上の記事にいただいたコメントとそのRes.です。
◇Kさん◇海外に在住していた時に、「この国の人は、そもそもロジックが全く違う。」と感じたことが多々ありました。北京モーターショーのメーカー広報氏も大まじめに広報しているのでしょう。「その論理は国際社会では通用しない。」ということをやがて知るのでしょうか? 南アフリカの、人命救助にかかわる薬の場合には、この結論でなければ、他にどんな解決策がベターであったのかを逆に知りたいです。
◆私◆北京の広報氏が「大まじめ」だったように、アメリカの製薬会社も「大まじめ」に訴えたことでしょう。おっしゃるとおり、> そもそもロジックが全く違う わけです。 いえ、厳密に言うなら、全く同じロジック(この場合は知的所有権の保護という論理)が当てはまる場合でも、それが有効か無効かは、ケースバイケースである、ということですよね。
車の海賊版は悪くて、薬の海賊版はよい、
上の事例に関する限り、それが私たちの「あたりまえ」の感覚でしょう。でも、その態度が論理の一貫性を欠いていることには気づいておくべきです。
彼らが、> その論理は国際社会では通用しない。」ということをやがて知る のと、同じように、 我々の側もまた、自分達の論理が必ずしも通用しないことを知ることになる、というわけですね。

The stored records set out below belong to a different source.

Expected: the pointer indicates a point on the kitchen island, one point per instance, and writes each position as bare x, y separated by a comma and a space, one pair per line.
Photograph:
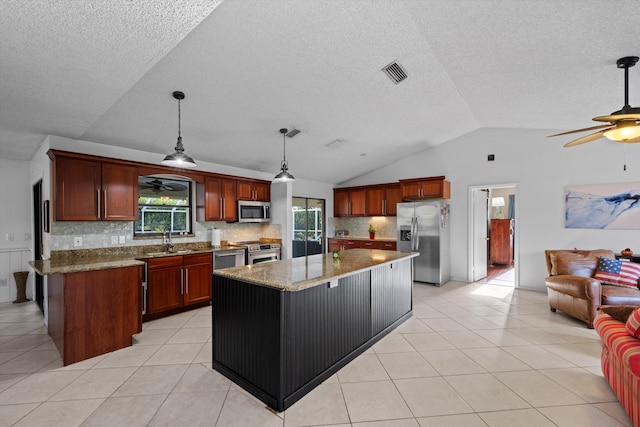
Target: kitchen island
282, 328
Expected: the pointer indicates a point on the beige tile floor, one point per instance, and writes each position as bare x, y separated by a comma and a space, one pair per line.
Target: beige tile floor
472, 355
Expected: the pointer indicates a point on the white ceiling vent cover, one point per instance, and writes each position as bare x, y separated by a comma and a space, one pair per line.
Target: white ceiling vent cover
395, 72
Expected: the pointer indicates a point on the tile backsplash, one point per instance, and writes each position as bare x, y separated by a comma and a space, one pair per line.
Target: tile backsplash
99, 234
359, 227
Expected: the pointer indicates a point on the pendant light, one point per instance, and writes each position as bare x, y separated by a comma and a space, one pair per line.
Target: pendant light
284, 175
178, 159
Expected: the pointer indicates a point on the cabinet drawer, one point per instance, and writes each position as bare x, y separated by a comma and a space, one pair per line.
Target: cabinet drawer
163, 262
198, 259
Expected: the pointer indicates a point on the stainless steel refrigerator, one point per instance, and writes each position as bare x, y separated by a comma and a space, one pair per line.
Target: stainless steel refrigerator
424, 227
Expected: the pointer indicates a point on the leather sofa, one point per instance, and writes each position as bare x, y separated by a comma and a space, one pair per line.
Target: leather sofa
572, 289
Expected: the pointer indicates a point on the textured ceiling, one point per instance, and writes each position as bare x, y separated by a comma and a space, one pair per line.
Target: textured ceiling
103, 71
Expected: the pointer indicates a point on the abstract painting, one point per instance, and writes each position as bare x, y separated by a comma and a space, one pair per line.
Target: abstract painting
605, 206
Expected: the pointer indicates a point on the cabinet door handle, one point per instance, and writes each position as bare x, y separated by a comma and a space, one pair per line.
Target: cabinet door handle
98, 200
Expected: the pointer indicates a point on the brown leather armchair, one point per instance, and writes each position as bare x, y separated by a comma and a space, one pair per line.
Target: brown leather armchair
572, 289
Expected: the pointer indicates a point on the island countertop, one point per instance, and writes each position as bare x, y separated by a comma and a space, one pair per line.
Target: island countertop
305, 272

中国メーカーが、自社製品の「ちがい」について、デザインやコンセプト云々ではなく、「より安くより簡便なもので」あって、つまりは大衆の利益に資するものであることを強調している点にも、要注意です。およそ舶来品など到底買えないような奥地の貧乏人が、その海賊版を入手することによって、どれだけ幸福になれるか、たとえば(極端な例ですが)、その車が救急車や消防車となり、それで「人命」がいくつも救われる可能性だってあります。
別に中国の海賊版を支持しているわけではありません。車と薬とは別個の問題ではなく、地続きの話だと言いたいだけです。

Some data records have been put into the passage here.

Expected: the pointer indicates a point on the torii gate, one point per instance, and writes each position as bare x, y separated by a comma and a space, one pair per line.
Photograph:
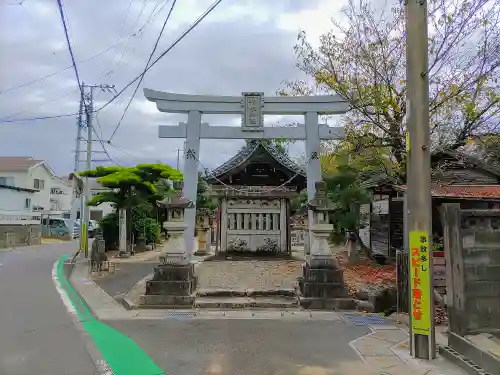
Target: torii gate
252, 107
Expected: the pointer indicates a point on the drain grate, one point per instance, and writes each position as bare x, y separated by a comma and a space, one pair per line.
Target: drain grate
366, 319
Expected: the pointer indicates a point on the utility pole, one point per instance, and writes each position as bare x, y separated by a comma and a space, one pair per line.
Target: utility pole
422, 338
76, 169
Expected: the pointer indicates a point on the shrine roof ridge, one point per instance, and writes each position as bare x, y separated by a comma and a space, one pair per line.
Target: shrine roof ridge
246, 151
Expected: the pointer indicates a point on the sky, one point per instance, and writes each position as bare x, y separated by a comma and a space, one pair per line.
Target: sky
243, 45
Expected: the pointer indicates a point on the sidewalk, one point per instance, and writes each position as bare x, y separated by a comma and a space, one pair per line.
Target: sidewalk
380, 345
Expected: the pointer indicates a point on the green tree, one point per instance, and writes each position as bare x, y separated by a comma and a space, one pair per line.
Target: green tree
204, 199
362, 59
129, 188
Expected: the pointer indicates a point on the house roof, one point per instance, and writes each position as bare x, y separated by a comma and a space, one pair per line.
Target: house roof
248, 150
461, 191
17, 163
469, 158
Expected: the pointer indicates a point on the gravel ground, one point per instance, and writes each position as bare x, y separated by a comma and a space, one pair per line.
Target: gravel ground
252, 274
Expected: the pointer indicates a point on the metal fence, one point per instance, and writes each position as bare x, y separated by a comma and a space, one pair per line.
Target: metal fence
402, 279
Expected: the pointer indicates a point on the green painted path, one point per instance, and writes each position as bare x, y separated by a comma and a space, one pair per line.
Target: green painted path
122, 354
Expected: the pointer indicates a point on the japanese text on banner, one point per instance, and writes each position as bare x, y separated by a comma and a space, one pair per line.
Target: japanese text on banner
420, 279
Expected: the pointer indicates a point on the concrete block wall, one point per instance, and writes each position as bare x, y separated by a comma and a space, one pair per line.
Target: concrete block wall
20, 235
472, 248
481, 259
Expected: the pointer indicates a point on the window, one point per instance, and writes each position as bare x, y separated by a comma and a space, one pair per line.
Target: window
38, 184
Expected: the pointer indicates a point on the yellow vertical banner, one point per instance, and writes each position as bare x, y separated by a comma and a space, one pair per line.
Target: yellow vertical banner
420, 283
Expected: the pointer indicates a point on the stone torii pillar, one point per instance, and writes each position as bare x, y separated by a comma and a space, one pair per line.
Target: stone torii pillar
252, 107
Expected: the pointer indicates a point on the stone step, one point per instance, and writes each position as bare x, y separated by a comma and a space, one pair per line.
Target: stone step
278, 302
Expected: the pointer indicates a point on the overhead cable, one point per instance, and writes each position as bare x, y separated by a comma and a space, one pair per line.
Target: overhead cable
145, 69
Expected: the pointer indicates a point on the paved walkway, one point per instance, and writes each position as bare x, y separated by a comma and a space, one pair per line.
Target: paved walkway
262, 342
249, 274
37, 335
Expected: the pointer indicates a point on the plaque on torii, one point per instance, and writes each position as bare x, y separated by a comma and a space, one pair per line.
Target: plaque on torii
253, 106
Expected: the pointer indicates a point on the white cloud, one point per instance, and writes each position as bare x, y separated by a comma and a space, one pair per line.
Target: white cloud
314, 21
245, 45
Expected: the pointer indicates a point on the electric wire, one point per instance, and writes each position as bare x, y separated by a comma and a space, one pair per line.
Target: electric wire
190, 28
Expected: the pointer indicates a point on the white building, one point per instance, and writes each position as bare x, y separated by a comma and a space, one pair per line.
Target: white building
51, 194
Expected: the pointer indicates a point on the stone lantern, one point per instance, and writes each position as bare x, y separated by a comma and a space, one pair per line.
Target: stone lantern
320, 227
322, 284
175, 248
203, 225
174, 279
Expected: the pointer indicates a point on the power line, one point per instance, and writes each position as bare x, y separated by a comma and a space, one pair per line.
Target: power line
190, 28
122, 150
40, 105
70, 66
38, 118
145, 69
152, 16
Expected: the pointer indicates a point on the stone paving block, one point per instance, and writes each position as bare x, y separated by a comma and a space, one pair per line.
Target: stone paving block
383, 362
370, 346
405, 369
391, 336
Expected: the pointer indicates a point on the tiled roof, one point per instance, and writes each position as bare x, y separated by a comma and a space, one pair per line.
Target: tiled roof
463, 191
17, 163
246, 151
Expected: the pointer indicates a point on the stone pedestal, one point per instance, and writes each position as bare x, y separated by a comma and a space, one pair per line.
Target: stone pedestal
174, 280
203, 242
171, 286
322, 285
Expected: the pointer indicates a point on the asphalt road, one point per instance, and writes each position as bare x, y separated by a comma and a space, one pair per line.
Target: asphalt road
39, 337
37, 334
247, 347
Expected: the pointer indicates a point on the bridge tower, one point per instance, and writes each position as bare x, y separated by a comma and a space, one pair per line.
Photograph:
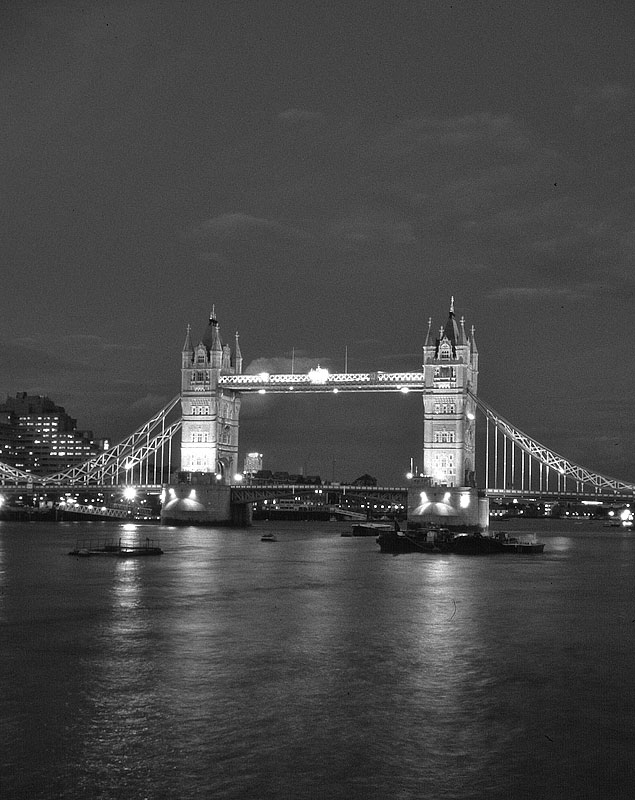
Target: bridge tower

◇◇◇よ〜くわかりました!これが、別の国で実際に生活、または旅行していると、日本で通用する「あたりまえ」が「まったく当たり前でない現実」にどんどん出くわすわけです。
◆◆◆『日本人の知らない日本語』のおもしろさは、まさにそれですね。
◇◇◇日本で生活しているとある一定水準以上のレベルでサービスを提供されることに慣れて、あまりそういう意味でのコミュニケーション能力は鍛えられないからね。(ホテルのレストランで「コーラ」をたのんでちっとももってこなくて、ようやくもってきたのが、「スプライト」。「違う」というと、「似たようなものだから、もう栓をぬいちゃったからこれを飲め。」みたいな場面で、どうするか?なんていう想定は日本ではしないものね。)‘あたりまえ’を疑うと同時に、こちらにとっては‘あたりまえ’が通用しない論理(といえるかどうかもあやしい)を身につけた人が大勢いる環境をどう生き抜くか・・・。

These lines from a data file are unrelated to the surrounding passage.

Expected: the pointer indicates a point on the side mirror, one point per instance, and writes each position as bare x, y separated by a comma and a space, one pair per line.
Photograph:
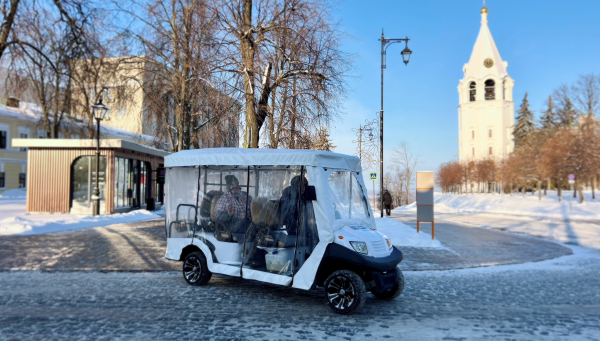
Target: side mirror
310, 193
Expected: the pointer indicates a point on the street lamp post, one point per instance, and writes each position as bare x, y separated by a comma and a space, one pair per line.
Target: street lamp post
385, 42
100, 111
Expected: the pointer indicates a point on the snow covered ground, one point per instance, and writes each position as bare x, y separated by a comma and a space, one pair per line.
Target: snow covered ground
15, 220
517, 205
404, 235
547, 219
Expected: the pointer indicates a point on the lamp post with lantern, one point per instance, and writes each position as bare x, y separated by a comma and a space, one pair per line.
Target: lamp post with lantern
385, 42
100, 111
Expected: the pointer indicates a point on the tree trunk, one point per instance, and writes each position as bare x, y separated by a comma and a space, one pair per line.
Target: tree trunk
7, 25
248, 53
559, 188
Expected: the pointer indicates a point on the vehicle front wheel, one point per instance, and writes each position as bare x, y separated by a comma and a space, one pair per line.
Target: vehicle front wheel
345, 291
195, 269
395, 291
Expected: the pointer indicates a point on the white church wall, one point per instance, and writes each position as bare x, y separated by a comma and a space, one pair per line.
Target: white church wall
481, 115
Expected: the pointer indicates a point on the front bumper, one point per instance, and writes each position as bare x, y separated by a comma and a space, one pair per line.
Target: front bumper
381, 264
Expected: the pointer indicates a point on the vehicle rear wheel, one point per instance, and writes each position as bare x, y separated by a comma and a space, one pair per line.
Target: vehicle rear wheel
394, 292
195, 269
345, 291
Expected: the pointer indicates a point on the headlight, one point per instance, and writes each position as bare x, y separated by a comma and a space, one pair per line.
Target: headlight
360, 247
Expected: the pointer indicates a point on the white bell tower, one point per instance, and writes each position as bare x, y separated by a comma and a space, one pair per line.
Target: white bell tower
486, 111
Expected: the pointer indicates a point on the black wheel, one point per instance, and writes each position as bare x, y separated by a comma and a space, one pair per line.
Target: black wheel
195, 269
345, 291
394, 292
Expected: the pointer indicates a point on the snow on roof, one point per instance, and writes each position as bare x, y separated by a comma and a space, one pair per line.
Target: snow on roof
259, 157
29, 112
87, 143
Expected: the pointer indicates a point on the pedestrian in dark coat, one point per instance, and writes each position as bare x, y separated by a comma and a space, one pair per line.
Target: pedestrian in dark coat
387, 202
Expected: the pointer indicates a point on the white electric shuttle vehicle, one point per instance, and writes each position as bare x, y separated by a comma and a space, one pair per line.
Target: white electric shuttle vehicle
297, 218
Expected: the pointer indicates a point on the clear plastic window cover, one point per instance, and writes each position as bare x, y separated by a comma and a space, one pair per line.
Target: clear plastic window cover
250, 215
181, 197
348, 196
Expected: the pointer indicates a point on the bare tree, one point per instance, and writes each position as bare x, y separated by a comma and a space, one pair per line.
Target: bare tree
193, 102
408, 163
287, 53
47, 64
71, 12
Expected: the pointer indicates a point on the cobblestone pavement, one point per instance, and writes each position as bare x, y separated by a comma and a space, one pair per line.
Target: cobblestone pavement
474, 247
552, 300
123, 247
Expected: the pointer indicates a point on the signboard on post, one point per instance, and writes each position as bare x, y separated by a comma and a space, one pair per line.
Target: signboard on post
373, 176
160, 175
425, 184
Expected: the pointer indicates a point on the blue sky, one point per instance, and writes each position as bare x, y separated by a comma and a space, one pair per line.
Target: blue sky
546, 43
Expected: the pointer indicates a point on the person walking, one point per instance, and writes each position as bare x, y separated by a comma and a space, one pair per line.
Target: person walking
387, 202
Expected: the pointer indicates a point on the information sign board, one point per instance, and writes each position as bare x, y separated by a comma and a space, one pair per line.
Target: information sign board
425, 184
160, 175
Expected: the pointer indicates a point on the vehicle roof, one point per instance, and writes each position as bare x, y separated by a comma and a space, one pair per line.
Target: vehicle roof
260, 157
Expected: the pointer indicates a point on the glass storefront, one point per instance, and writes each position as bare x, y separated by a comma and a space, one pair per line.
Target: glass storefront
132, 179
83, 183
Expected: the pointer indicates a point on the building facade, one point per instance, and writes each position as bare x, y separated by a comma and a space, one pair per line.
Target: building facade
486, 110
62, 175
26, 122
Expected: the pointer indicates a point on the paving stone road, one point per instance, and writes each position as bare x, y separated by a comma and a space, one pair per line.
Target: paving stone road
551, 300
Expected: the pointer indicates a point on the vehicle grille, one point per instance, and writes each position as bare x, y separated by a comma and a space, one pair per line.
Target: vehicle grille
380, 248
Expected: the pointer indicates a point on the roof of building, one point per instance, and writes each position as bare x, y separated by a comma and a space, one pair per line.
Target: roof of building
87, 143
32, 113
259, 157
485, 48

◆◆◆卑近なところでは、学生達には私の‘あたりまえ’は通用しないと痛感することもしばしばです。
【参考】自らの‘あたりまえ’を再検討するために。
テルマエ・ロマエ I (BEAM COMIX)
日本人の知らない日本語
テルマエ・ロマエ I (BEAM COMIX)
日本人の知らない日本語
(風呂漫画を貸して下さったS先生に感謝します。)
(コメント下さったK様に感謝します。)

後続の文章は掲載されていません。